Created on: 03 Dec 2024
The Teachers’ Panel of the SNCT met to consider the lack of progress on the Scottish Government’s manifesto commitment to reduce the weekly class contact time maximum for teachers in Scotland to 21 hours.
Class contact time for Scottish teachers remains unacceptably high when compared to other countries’ education systems, and is a contributing factor in the intolerable levels of workload being experienced at all levels in the profession.
In what is now approaching four years since the manifesto commitment was made ahead of the 2021 Scottish Parliament election, and three and a half years since being re-elected, the Scottish Government has failed to implement its key manifesto promises to reduce class contact time to 21 hours and to recruit 3,500 extra teachers in order to deliver on this policy.
The effects of this failure are being experienced daily by teachers across Scotland, with those in work finding workload pressures unsustainable and thousands of qualified teachers struggling to secure permanent employment.

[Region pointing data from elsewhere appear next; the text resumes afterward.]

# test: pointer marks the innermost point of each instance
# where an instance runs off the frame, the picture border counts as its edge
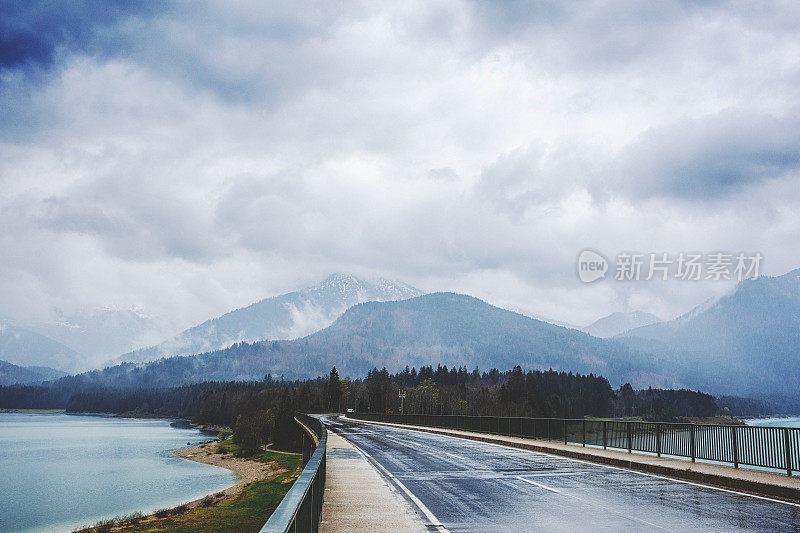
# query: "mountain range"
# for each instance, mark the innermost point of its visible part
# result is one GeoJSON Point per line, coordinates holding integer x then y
{"type": "Point", "coordinates": [745, 343]}
{"type": "Point", "coordinates": [11, 374]}
{"type": "Point", "coordinates": [289, 316]}
{"type": "Point", "coordinates": [22, 347]}
{"type": "Point", "coordinates": [445, 328]}
{"type": "Point", "coordinates": [619, 322]}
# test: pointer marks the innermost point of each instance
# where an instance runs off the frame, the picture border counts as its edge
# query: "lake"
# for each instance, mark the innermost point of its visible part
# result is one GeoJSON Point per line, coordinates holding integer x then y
{"type": "Point", "coordinates": [59, 472]}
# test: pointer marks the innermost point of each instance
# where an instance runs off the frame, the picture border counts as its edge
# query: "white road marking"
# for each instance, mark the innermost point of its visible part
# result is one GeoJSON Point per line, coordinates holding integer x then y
{"type": "Point", "coordinates": [647, 474]}
{"type": "Point", "coordinates": [433, 521]}
{"type": "Point", "coordinates": [542, 485]}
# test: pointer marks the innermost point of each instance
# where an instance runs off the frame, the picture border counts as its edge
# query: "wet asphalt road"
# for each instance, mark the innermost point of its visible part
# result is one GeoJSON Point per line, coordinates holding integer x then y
{"type": "Point", "coordinates": [474, 486]}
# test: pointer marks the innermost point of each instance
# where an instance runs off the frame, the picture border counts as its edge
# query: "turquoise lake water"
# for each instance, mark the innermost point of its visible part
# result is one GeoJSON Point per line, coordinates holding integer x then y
{"type": "Point", "coordinates": [59, 472]}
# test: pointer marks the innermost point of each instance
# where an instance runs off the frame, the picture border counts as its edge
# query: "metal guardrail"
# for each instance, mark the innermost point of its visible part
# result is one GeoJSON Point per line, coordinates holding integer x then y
{"type": "Point", "coordinates": [301, 508]}
{"type": "Point", "coordinates": [765, 447]}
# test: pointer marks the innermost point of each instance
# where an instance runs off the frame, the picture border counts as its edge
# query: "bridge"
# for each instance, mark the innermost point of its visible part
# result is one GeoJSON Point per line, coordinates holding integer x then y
{"type": "Point", "coordinates": [383, 476]}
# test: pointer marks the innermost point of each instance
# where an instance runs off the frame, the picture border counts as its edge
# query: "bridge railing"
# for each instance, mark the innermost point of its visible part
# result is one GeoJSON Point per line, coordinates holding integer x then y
{"type": "Point", "coordinates": [764, 447]}
{"type": "Point", "coordinates": [301, 508]}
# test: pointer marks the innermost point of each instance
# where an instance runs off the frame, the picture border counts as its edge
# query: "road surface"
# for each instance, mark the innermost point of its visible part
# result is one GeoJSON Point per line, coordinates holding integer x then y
{"type": "Point", "coordinates": [467, 485]}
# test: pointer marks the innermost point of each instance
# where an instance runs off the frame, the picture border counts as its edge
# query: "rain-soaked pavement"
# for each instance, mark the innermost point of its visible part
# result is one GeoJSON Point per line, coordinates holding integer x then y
{"type": "Point", "coordinates": [474, 486]}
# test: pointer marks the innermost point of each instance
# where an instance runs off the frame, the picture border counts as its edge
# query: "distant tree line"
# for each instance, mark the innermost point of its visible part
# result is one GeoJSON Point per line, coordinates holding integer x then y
{"type": "Point", "coordinates": [429, 390]}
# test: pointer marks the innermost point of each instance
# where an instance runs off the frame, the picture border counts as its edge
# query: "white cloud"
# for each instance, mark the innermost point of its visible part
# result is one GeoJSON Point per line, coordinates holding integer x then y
{"type": "Point", "coordinates": [194, 162]}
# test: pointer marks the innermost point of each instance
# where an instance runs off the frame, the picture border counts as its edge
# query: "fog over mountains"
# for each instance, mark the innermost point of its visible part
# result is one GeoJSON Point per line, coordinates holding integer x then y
{"type": "Point", "coordinates": [288, 316]}
{"type": "Point", "coordinates": [620, 322]}
{"type": "Point", "coordinates": [27, 348]}
{"type": "Point", "coordinates": [446, 328]}
{"type": "Point", "coordinates": [745, 343]}
{"type": "Point", "coordinates": [11, 374]}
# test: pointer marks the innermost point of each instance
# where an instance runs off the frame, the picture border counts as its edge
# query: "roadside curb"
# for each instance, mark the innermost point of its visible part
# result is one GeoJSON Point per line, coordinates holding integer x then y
{"type": "Point", "coordinates": [782, 492]}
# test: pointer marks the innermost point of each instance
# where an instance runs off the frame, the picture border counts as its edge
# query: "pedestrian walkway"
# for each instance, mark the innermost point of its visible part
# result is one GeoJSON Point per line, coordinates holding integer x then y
{"type": "Point", "coordinates": [768, 484]}
{"type": "Point", "coordinates": [358, 498]}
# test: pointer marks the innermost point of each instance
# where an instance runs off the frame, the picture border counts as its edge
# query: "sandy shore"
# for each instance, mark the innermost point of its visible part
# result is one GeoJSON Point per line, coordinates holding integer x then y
{"type": "Point", "coordinates": [247, 470]}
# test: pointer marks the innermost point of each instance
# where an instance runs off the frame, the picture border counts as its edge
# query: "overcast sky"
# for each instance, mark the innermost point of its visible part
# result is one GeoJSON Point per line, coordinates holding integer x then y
{"type": "Point", "coordinates": [192, 158]}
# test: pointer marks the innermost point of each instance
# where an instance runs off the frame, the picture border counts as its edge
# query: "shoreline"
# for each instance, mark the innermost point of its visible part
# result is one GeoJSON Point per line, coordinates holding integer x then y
{"type": "Point", "coordinates": [248, 471]}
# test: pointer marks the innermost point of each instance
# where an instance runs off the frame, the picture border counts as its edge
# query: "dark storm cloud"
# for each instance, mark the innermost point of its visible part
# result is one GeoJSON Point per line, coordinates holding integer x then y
{"type": "Point", "coordinates": [33, 33]}
{"type": "Point", "coordinates": [703, 159]}
{"type": "Point", "coordinates": [193, 156]}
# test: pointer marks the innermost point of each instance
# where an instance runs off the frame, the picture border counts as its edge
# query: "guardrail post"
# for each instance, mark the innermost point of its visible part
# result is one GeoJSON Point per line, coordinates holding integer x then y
{"type": "Point", "coordinates": [605, 443]}
{"type": "Point", "coordinates": [629, 436]}
{"type": "Point", "coordinates": [788, 443]}
{"type": "Point", "coordinates": [658, 439]}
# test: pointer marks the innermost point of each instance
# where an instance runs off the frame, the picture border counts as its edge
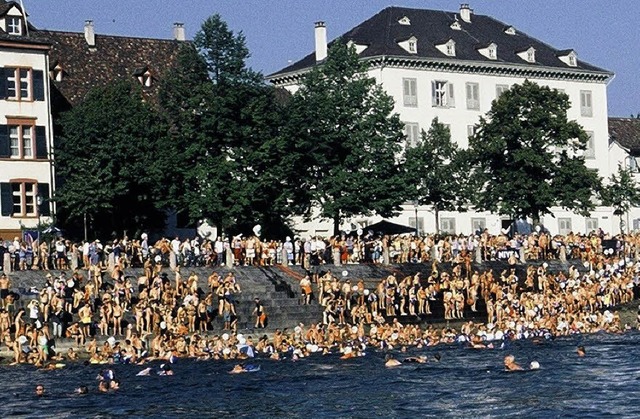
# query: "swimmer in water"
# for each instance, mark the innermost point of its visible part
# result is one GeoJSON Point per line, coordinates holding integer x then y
{"type": "Point", "coordinates": [390, 361]}
{"type": "Point", "coordinates": [422, 359]}
{"type": "Point", "coordinates": [39, 390]}
{"type": "Point", "coordinates": [82, 390]}
{"type": "Point", "coordinates": [510, 363]}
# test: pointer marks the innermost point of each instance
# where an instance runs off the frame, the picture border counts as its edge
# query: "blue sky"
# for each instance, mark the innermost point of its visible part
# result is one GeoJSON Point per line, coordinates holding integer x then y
{"type": "Point", "coordinates": [603, 33]}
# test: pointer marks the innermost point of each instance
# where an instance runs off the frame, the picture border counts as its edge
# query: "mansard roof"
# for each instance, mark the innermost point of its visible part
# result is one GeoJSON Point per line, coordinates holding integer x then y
{"type": "Point", "coordinates": [430, 27]}
{"type": "Point", "coordinates": [112, 58]}
{"type": "Point", "coordinates": [626, 132]}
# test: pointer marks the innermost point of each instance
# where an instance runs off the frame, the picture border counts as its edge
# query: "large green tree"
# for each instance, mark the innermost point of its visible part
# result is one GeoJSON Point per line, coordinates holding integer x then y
{"type": "Point", "coordinates": [621, 192]}
{"type": "Point", "coordinates": [106, 159]}
{"type": "Point", "coordinates": [344, 143]}
{"type": "Point", "coordinates": [435, 171]}
{"type": "Point", "coordinates": [526, 156]}
{"type": "Point", "coordinates": [222, 115]}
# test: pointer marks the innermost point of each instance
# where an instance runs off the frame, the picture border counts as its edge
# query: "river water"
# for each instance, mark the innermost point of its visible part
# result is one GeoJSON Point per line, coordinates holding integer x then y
{"type": "Point", "coordinates": [466, 382]}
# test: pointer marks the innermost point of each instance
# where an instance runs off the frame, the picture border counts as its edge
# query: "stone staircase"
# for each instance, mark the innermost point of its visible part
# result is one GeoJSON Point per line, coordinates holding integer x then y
{"type": "Point", "coordinates": [278, 289]}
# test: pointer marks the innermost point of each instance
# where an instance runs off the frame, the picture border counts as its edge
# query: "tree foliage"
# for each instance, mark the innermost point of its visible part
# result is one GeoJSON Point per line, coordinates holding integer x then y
{"type": "Point", "coordinates": [527, 156]}
{"type": "Point", "coordinates": [344, 142]}
{"type": "Point", "coordinates": [221, 115]}
{"type": "Point", "coordinates": [435, 170]}
{"type": "Point", "coordinates": [107, 159]}
{"type": "Point", "coordinates": [621, 191]}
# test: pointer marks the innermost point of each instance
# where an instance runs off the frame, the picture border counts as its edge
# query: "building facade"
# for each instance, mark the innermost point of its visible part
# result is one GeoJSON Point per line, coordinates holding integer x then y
{"type": "Point", "coordinates": [26, 169]}
{"type": "Point", "coordinates": [452, 65]}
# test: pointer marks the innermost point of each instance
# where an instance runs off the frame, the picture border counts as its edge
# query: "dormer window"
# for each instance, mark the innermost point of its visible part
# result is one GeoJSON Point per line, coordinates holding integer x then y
{"type": "Point", "coordinates": [456, 25]}
{"type": "Point", "coordinates": [570, 58]}
{"type": "Point", "coordinates": [490, 51]}
{"type": "Point", "coordinates": [57, 73]}
{"type": "Point", "coordinates": [404, 21]}
{"type": "Point", "coordinates": [14, 25]}
{"type": "Point", "coordinates": [529, 55]}
{"type": "Point", "coordinates": [359, 48]}
{"type": "Point", "coordinates": [448, 48]}
{"type": "Point", "coordinates": [410, 45]}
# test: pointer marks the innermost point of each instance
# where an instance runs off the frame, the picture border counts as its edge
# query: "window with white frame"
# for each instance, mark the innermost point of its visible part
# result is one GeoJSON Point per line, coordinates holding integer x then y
{"type": "Point", "coordinates": [21, 141]}
{"type": "Point", "coordinates": [500, 89]}
{"type": "Point", "coordinates": [24, 198]}
{"type": "Point", "coordinates": [412, 132]}
{"type": "Point", "coordinates": [564, 226]}
{"type": "Point", "coordinates": [473, 96]}
{"type": "Point", "coordinates": [590, 151]}
{"type": "Point", "coordinates": [591, 224]}
{"type": "Point", "coordinates": [14, 25]}
{"type": "Point", "coordinates": [586, 104]}
{"type": "Point", "coordinates": [448, 225]}
{"type": "Point", "coordinates": [18, 83]}
{"type": "Point", "coordinates": [410, 92]}
{"type": "Point", "coordinates": [442, 94]}
{"type": "Point", "coordinates": [471, 130]}
{"type": "Point", "coordinates": [412, 223]}
{"type": "Point", "coordinates": [478, 224]}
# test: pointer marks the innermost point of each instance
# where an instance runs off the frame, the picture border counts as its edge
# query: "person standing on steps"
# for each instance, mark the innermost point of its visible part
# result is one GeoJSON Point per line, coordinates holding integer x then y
{"type": "Point", "coordinates": [260, 313]}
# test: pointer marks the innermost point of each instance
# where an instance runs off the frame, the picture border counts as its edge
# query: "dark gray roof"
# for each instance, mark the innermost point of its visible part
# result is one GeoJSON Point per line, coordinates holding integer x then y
{"type": "Point", "coordinates": [432, 27]}
{"type": "Point", "coordinates": [626, 132]}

Over the past three and a half years, the repeated attempts of the Teachers’ Panel to push for progress on the reduction in class contact time have been met with delay and obfuscation, a situation that cannot be tolerated any longer.
As such, the Teachers’ Panel has unanimously resolved that in the event of there being no indication of the plan for the swift implementation of the class contact time commitment within the terms of the Scottish Government’s budget setting process this week, a formal dispute will be declared through the SNCT.
Commenting, Des Morris, Chair of the Teachers’ Side of the SNCT, said, "Scotland’s teachers have shown enormous patience in waiting for the Scottish Government to deliver on its promises on class contact time reduction and the recruitment of 3,500 additional teachers. But that patience is wearing very thin, after three-and-a-half years of delay and excuses from the Scottish Government.
"This week’s Scottish budget must lay out a very clear plan as to how these commitments will be delivered – Scotland’s teachers, pupils, parents and carers, and indeed the whole Scottish electorate, have the right to expect the government to keep the promises it makes to them."